Solace MUD Official Forum

General => The Inn => Topic started by: moq on March 07, 2008, 10:24:01 pm



Title: http://www.overheardinnewyork.com
Post by: moq on March 07, 2008, 10:24:01 pm
funny!



Title: Re: http://www.overheardinnewyork.com
Post by: Caleb on March 07, 2008, 11:55:07 pm
by far the best one so far:

Dude #1: They don't give you condoms?
Dude #2: Naw, they don't.
Dude #1: You serious, man? No condoms?!
Dude #2: Yeah, I'm serious -- they don't give out condoms!
Dude #1: Really... They don't give you condoms in prison, huh?
Dude #2: Naw, man, not unless you have conjugal visits or somethin'.


Title: Re: http://www.overheardinnewyork.com
Post by: deda on March 08, 2008, 04:43:09 am
NYU chick: Is that like a rat that masturbates?!

Guy to three cute girls: You're the best looking gay guys I've seen all day!

 

Little girl: Where are we going now?
Mother: Chinatown.
Little girl: Vagina town?
Mother, chuckling: No -- China-town.
Little girl, coyly: Well, I live in peeenis-town.
Mother: Okay, Lila.

 Stupid Smart People

20-ish girl: Then I disclosed that Michael probably has Asperger's syndrome.
20-ish guy: Asperger's people are smart. This guy is a ninny.
20-ish girl: He's IT smart, and he had a retard son, and you know how that sh*t runs in the family.

 Shortest Law & Order Episode Ever

Bag lady: Please, can someone help me? Call 911...
Cop: You're talking to a goddamn cop! Are you f*cking retarded?

 This Reality Show Has Gone Way Off Script

Crackhead: Excuse me, miss, but you don't look so good. Are you okay?
Hot, drunk chick vomiting in a trashcan: I'm supposed to be asking you that!



Title: Re: http://www.overheardinnewyork.com
Post by: deda on March 09, 2008, 01:24:32 am
 Every Little Wednesday One-Liner Helps

Crazy hobo to passing Fordham students: Y'all crazy motherf*ckers pay 40 grand a year to get a damn education.

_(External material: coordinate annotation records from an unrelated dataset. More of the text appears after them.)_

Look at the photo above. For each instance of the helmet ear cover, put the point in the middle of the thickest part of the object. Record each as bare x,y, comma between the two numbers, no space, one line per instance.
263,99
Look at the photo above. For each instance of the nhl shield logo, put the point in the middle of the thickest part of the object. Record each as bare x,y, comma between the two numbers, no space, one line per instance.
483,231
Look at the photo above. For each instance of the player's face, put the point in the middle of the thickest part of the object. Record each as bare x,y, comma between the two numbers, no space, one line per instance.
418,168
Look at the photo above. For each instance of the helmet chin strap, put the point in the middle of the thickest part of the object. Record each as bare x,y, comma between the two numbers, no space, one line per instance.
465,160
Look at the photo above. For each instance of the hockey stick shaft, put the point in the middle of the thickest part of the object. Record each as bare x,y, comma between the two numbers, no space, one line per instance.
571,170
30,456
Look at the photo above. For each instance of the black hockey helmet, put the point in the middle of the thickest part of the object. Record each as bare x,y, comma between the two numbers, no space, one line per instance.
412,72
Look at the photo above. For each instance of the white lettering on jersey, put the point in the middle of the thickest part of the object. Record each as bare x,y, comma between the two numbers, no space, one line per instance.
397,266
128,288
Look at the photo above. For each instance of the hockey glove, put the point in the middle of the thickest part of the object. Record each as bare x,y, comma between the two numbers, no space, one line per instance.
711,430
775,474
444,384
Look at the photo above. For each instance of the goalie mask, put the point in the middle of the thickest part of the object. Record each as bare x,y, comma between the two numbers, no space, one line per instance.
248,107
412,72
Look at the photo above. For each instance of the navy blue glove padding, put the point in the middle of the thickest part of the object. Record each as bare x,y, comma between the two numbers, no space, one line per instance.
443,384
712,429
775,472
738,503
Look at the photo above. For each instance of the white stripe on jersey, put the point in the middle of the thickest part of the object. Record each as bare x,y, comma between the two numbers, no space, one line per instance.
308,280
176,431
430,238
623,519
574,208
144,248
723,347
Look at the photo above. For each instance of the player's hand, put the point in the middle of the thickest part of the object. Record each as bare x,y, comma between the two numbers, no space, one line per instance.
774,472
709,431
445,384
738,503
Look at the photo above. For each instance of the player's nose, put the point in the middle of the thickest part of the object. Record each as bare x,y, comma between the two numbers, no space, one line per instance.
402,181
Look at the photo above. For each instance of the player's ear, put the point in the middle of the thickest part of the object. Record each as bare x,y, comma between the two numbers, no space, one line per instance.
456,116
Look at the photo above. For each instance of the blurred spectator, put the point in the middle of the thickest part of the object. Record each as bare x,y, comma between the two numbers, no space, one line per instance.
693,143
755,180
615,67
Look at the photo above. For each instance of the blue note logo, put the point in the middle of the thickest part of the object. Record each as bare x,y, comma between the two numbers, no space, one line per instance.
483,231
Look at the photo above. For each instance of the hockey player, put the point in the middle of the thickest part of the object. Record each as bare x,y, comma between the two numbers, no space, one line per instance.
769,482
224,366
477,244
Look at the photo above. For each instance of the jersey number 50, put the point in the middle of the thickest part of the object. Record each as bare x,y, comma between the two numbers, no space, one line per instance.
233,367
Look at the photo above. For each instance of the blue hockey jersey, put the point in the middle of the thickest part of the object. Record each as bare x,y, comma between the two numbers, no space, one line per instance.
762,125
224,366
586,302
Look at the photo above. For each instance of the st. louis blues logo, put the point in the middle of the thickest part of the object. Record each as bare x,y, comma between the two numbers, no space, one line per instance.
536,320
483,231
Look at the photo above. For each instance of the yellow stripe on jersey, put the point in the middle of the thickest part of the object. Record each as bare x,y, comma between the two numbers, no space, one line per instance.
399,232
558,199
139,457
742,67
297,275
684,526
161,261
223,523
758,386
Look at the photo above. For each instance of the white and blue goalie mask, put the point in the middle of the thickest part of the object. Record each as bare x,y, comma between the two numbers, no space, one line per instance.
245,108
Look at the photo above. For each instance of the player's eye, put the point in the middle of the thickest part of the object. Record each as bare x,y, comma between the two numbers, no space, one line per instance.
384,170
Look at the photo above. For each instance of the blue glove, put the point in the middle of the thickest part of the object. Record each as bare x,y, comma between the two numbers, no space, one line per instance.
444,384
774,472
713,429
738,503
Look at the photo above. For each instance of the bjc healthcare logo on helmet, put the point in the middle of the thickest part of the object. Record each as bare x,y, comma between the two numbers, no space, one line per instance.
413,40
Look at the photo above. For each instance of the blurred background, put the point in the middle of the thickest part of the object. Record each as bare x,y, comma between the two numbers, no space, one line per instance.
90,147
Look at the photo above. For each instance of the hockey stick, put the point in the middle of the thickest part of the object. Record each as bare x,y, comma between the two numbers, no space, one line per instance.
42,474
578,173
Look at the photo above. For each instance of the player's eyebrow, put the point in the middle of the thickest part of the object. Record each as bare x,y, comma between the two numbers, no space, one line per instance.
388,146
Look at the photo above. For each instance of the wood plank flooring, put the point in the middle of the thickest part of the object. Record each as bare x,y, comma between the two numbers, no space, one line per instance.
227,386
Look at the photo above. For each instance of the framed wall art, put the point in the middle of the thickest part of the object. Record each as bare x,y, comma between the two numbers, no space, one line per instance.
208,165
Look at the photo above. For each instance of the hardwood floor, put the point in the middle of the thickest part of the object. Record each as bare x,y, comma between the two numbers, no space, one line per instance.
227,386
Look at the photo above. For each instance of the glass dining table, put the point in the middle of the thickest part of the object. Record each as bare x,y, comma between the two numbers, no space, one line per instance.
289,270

Y'all don't need no education. Pay 40 grand to get me food! Hell, I'll take four dollars! Look at me -- I got no education, and I turned out just fine.



Wheelbo: I don't care what they say, I promise you I'll pay you back.


Hobo: I need money for alcohol, drugs, and a hooker... Hey, at least I'm not bullsh*tting you.

 



Hobo, as girl nearby drops her Vogue: Oh, no! Somebody dropped their Torah!



Hobo, to passing suit: Hey, asshole, why don't you get a job like everyone else, and stop taking my money?!


I Mean, What Would You Do Out of the Ordinary?

Guy #1: So, what would you do if Superman were real and flew in through your room window?
Guy #2: You mean, besides having my feet behind my ears?